Confusion about read_bytes

Note:
This topic has been translated from a Chinese forum by GPT and might contain errors.

Original topic: read_bytes 疑惑

| username: 等一分钟

【TiDB Usage Environment】Production Environment
【TiDB Version】6.1.7

The read_byte here: 7.92G, does it mean that such a large amount of data was queried from TiKV? But the memory usage doesn’t seem to be much.

| username: zhanggame1 | Original post link

There are multiple TiKVs, so the usage for each one is not much.

| username: 等一分钟 | Original post link

Actually, my psnTemp table only has 25 rows of data, and the result of the left join doesn’t have much data either. How could it be querying so much data?

| username: 等一分钟 | Original post link

The data volume is 7.92G, and the memory usage is not that large either.

| username: h5n1 | Original post link

When the ACD table was read back, 4.79 million rows of data were read.

| username: 等一分钟 | Original post link

Shouldn’t the psnTemp table join with the act table for 10,000 rows of data, and then return to the table?

| username: 等一分钟 | Original post link

Can any expert help clarify this?

| username: TiDBer_小阿飞 | Original post link

Look at the loops, the whole process looped so many times. If you calculate it using multiplication, you can roughly estimate how much was read, right? :grinning:

| username: 等一分钟 | Original post link

Isn’t the execution plan for this SQL in TiDB very poor?

| username: 有猫万事足 | Original post link

Use TiFlash. If aggregation cannot be pushed down, it won’t be fast no matter what.

| username: 等一分钟 | Original post link

The execution plan or optimizer is not good enough. Originally, there were only 10,000 rows of data after joining tables, but TiDB fetched all the data from the large table into memory.

| username: 等一分钟 | Original post link

Is the second hash join executed separately here?

| username: 等一分钟 | Original post link

Is the 5.57G memory usage for just this single operation, or is it the total usage for all the actions below it?

| username: 等一分钟 | Original post link

Is this maximum memory all occupied by the tidb_server node?

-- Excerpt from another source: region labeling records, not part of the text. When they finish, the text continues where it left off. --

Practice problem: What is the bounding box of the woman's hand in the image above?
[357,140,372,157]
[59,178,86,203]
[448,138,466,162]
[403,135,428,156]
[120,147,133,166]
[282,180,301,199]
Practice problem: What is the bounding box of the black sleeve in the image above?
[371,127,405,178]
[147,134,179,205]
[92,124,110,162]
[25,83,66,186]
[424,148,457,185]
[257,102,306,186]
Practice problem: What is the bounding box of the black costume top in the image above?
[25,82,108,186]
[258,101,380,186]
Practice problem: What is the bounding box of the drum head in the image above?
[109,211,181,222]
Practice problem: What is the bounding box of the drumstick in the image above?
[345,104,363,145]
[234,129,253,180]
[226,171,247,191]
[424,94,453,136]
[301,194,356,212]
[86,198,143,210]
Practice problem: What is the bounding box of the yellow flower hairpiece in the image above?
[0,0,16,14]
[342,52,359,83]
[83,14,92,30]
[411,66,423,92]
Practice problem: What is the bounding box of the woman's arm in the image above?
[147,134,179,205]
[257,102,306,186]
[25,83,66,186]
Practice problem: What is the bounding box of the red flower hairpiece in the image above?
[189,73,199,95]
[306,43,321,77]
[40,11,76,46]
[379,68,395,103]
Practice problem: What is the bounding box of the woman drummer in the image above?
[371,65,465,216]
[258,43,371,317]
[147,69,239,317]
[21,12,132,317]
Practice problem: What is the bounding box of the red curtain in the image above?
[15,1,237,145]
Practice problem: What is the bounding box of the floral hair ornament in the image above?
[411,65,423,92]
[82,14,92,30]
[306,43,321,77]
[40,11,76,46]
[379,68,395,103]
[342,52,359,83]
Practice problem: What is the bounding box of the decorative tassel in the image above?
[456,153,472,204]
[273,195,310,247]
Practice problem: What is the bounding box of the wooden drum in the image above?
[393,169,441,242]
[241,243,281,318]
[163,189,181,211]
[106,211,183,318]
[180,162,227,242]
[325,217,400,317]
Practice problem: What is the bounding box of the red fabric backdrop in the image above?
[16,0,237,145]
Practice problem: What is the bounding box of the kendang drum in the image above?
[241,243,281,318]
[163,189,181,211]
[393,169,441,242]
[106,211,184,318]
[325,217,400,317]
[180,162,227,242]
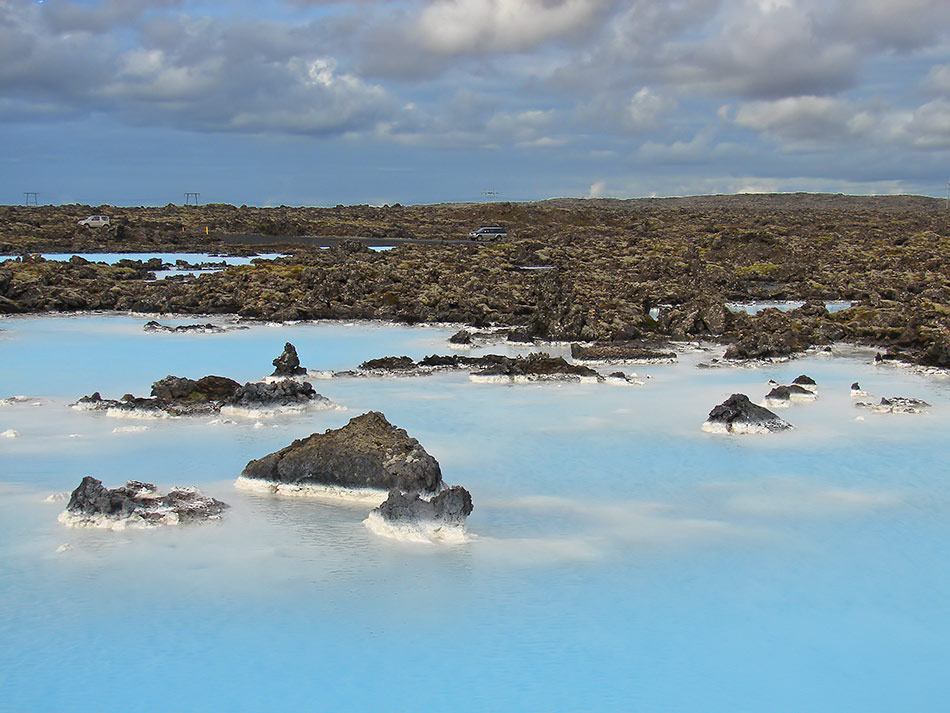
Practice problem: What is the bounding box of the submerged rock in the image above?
[241,411,442,493]
[792,374,818,391]
[703,394,792,433]
[854,396,930,413]
[271,342,307,376]
[571,342,676,364]
[73,376,333,418]
[449,329,472,345]
[59,475,229,530]
[470,352,602,381]
[364,485,474,541]
[763,384,817,408]
[142,319,236,334]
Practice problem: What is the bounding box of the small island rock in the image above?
[703,394,792,433]
[271,342,307,376]
[59,475,228,530]
[241,411,442,493]
[364,485,474,542]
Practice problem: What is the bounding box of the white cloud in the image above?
[417,0,605,54]
[623,87,677,130]
[587,181,607,198]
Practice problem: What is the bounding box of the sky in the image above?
[0,0,950,205]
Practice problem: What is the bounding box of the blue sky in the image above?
[0,0,950,205]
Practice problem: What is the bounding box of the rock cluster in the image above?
[73,342,333,417]
[241,411,442,493]
[271,342,307,376]
[0,195,950,368]
[854,396,930,413]
[356,352,616,381]
[59,475,228,529]
[238,411,473,539]
[703,394,792,433]
[74,376,332,417]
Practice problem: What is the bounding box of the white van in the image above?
[79,215,109,228]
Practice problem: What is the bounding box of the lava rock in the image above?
[227,379,326,408]
[373,485,474,525]
[571,341,676,363]
[449,329,472,344]
[59,475,229,529]
[241,411,442,493]
[142,319,227,334]
[472,352,599,379]
[703,394,792,433]
[271,342,307,376]
[854,396,930,413]
[764,384,816,407]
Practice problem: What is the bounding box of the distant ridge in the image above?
[535,193,946,212]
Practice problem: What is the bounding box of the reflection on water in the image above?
[0,316,950,713]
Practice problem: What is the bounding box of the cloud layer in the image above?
[0,0,950,200]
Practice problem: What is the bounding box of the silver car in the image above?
[468,225,508,240]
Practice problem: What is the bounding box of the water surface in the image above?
[0,315,950,713]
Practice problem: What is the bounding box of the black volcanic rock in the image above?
[765,384,815,406]
[227,379,324,408]
[373,485,474,526]
[241,411,442,493]
[473,352,599,378]
[74,376,332,416]
[142,319,231,334]
[152,375,241,402]
[271,342,307,376]
[60,475,228,528]
[703,394,792,433]
[571,341,676,362]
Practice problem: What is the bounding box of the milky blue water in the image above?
[0,253,282,280]
[0,315,950,713]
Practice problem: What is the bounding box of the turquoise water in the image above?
[0,315,950,713]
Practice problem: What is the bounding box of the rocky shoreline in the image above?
[0,196,950,368]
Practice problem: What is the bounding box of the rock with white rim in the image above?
[703,394,792,433]
[241,411,442,494]
[854,396,930,413]
[762,384,818,408]
[271,342,307,377]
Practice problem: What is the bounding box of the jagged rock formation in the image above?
[763,383,816,408]
[142,319,234,334]
[571,341,676,364]
[854,396,930,413]
[73,376,333,417]
[241,411,442,493]
[271,342,307,376]
[471,352,602,381]
[0,195,950,368]
[792,374,818,391]
[373,485,474,526]
[703,394,792,433]
[59,475,228,529]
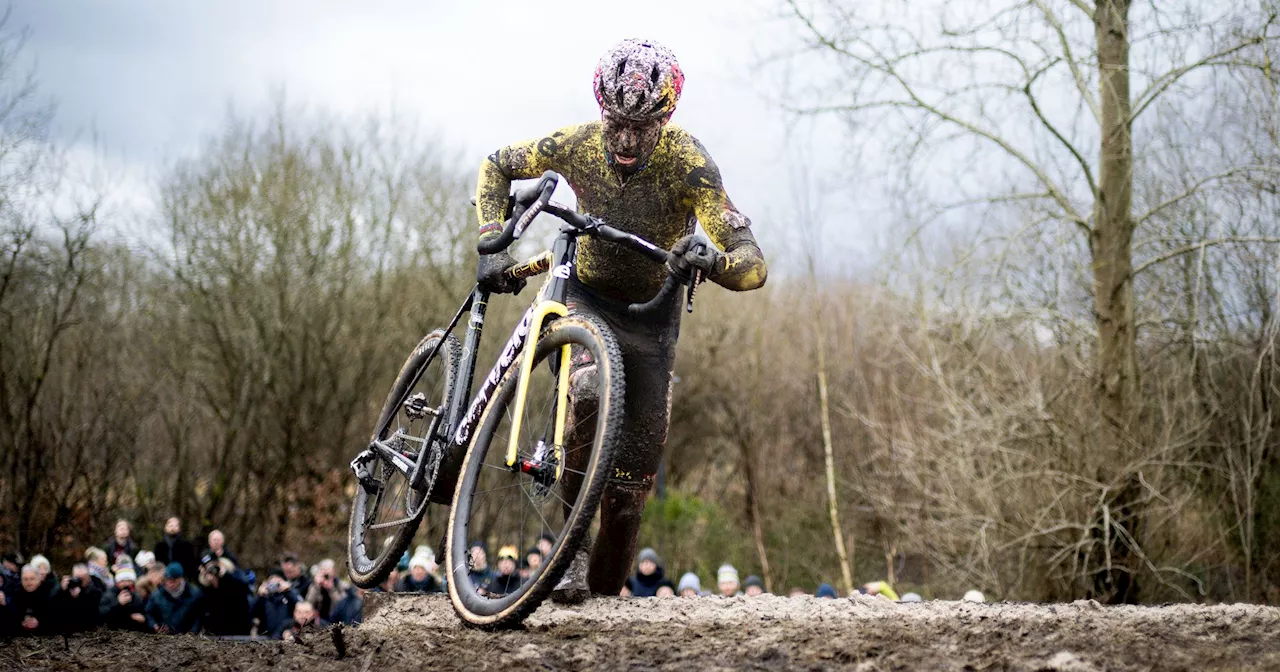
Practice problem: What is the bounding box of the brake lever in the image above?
[685,269,703,314]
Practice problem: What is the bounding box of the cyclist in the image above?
[476,40,767,602]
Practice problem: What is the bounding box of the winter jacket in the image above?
[50,581,102,634]
[147,581,205,635]
[205,572,253,636]
[396,573,445,593]
[627,566,666,598]
[155,535,200,581]
[329,586,365,626]
[102,535,142,564]
[97,588,152,632]
[10,584,59,635]
[306,581,342,620]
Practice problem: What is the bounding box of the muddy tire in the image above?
[347,330,462,589]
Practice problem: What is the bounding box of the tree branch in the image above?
[1129,236,1280,276]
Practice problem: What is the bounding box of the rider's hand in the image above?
[476,251,525,294]
[669,233,724,279]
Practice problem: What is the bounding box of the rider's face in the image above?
[600,110,667,172]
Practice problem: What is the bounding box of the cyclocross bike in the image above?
[348,172,707,628]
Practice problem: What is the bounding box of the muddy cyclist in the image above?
[476,40,767,602]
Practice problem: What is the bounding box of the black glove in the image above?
[476,250,525,294]
[668,233,724,279]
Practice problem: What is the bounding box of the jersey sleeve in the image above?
[476,127,575,238]
[685,138,768,292]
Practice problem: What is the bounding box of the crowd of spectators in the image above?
[0,518,365,640]
[0,517,983,640]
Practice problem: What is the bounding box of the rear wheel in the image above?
[347,332,462,589]
[445,315,625,628]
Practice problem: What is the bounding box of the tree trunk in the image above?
[818,333,854,595]
[1092,0,1142,602]
[741,439,773,593]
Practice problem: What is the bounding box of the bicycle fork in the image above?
[507,301,571,486]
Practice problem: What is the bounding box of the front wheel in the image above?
[445,315,625,628]
[347,332,462,589]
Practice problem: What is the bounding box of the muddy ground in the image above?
[0,595,1280,672]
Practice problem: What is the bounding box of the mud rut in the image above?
[0,595,1280,672]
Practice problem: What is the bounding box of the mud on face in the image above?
[600,110,666,172]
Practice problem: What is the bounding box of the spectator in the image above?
[538,532,556,561]
[147,560,204,635]
[0,553,22,619]
[200,557,252,636]
[111,554,138,577]
[716,563,741,598]
[396,549,444,593]
[133,550,164,579]
[467,540,491,590]
[10,558,58,635]
[676,572,703,598]
[50,563,105,634]
[251,570,300,639]
[84,548,115,593]
[520,547,543,581]
[302,561,342,618]
[329,585,365,626]
[102,518,140,564]
[200,530,239,567]
[627,548,664,598]
[31,553,58,594]
[486,545,521,595]
[133,572,164,604]
[99,567,152,632]
[280,552,311,593]
[280,600,329,641]
[858,581,897,602]
[155,516,200,578]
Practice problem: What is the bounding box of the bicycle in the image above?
[348,172,707,628]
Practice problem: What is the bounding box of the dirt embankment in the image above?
[0,596,1280,672]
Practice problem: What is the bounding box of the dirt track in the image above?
[0,596,1280,672]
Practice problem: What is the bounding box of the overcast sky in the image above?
[13,0,856,262]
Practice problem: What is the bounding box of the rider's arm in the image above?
[476,127,573,238]
[685,141,768,292]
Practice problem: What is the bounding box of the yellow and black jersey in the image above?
[476,122,767,301]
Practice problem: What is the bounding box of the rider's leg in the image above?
[588,303,678,595]
[553,277,680,600]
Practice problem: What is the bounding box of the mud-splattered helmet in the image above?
[595,38,685,120]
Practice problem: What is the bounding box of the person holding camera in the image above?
[97,567,155,632]
[51,562,102,634]
[303,563,342,620]
[147,562,205,635]
[251,568,300,639]
[200,557,253,636]
[9,564,58,635]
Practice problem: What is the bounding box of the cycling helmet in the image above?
[595,38,685,120]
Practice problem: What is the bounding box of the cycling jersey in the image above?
[476,122,765,595]
[476,122,765,302]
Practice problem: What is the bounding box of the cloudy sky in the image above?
[13,0,870,262]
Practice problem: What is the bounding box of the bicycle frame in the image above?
[370,227,579,484]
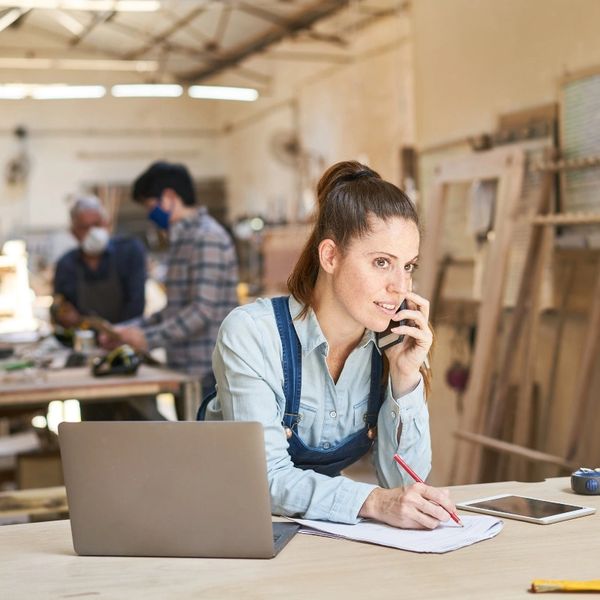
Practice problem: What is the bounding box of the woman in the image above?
[207,162,455,529]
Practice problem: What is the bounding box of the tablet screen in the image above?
[469,496,581,519]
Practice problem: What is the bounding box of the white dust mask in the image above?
[81,227,110,256]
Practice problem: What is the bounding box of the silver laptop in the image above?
[58,421,298,558]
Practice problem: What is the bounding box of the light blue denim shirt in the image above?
[206,297,431,523]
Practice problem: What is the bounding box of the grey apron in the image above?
[77,254,123,323]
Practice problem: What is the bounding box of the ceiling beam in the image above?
[179,0,348,83]
[125,6,206,59]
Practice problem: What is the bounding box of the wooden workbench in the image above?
[0,478,600,600]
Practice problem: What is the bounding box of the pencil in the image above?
[394,454,464,527]
[531,579,600,592]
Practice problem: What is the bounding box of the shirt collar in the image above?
[169,206,208,242]
[290,295,377,355]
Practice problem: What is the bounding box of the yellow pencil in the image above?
[531,579,600,592]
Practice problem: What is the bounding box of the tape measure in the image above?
[571,467,600,496]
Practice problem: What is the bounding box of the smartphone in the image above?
[375,298,408,350]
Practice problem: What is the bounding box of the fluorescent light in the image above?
[0,8,26,31]
[0,83,27,100]
[31,83,106,100]
[0,0,160,12]
[50,11,85,35]
[0,57,158,73]
[188,85,258,102]
[5,83,106,100]
[111,83,183,98]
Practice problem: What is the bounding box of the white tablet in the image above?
[456,494,596,525]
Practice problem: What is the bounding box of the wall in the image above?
[0,98,224,239]
[220,13,414,220]
[413,0,600,484]
[413,0,600,149]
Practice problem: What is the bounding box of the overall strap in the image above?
[271,296,302,431]
[365,345,387,435]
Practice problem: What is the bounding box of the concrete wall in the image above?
[220,13,414,220]
[0,98,224,238]
[413,0,600,484]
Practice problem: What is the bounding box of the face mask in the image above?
[148,204,171,231]
[81,227,110,256]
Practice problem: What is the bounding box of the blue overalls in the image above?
[198,296,385,477]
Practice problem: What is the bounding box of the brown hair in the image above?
[287,161,429,388]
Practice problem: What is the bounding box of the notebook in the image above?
[58,421,299,558]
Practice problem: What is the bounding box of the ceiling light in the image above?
[31,83,106,100]
[111,83,183,98]
[0,57,158,73]
[0,3,26,31]
[0,0,160,12]
[188,85,258,102]
[0,83,27,100]
[50,11,85,35]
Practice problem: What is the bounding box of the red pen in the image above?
[394,454,464,527]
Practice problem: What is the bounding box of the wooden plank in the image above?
[416,179,448,302]
[484,169,552,437]
[567,261,600,466]
[513,228,554,479]
[436,146,522,183]
[454,431,577,471]
[0,365,190,406]
[531,211,600,225]
[456,151,524,483]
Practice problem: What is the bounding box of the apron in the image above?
[77,253,123,323]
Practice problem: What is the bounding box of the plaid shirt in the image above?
[142,206,238,378]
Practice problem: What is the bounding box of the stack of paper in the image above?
[293,515,504,553]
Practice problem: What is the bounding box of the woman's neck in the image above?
[312,279,365,381]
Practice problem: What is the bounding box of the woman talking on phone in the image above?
[206,162,455,529]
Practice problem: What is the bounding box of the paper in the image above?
[293,515,504,554]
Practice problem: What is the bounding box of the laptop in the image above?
[58,421,299,558]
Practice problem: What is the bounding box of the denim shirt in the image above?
[206,297,431,523]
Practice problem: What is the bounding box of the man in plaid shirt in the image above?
[111,162,238,414]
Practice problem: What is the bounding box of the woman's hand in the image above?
[385,292,433,398]
[358,483,456,529]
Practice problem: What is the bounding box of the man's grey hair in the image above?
[70,194,108,221]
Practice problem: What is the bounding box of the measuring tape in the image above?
[571,467,600,496]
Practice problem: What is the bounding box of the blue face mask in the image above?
[148,204,171,231]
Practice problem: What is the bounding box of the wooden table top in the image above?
[0,365,190,406]
[0,478,600,600]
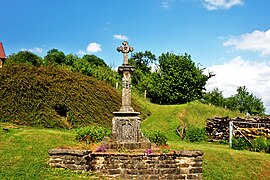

| username: heiwandou | Original post link

The optimizer is not good.

| username: tidb菜鸟一只 | Original post link

I think if you recollect the statistics for this table, the execution plan will be very different.

| username: 等一分钟 | Original post link

This is a temporary table that was just generated.

| username: 等一分钟 | Original post link

Is there an expert here? :sweat_smile:

| username: tidb菜鸟一只 | Original post link

The optimizer thinks that the psntemp table is larger than the aac table, so it first performs a hash join between the aac and acd tables. Therefore, I suggest you collect the statistics of the psntemp table, or you can specify a hint to let the psntemp and acd tables join first and see if it works.

| username: 等一分钟 | Original post link

The execution plan for the updated psntemp table’s statistics is the same.

How do you specify the hint to make psntemp and acd tables join first?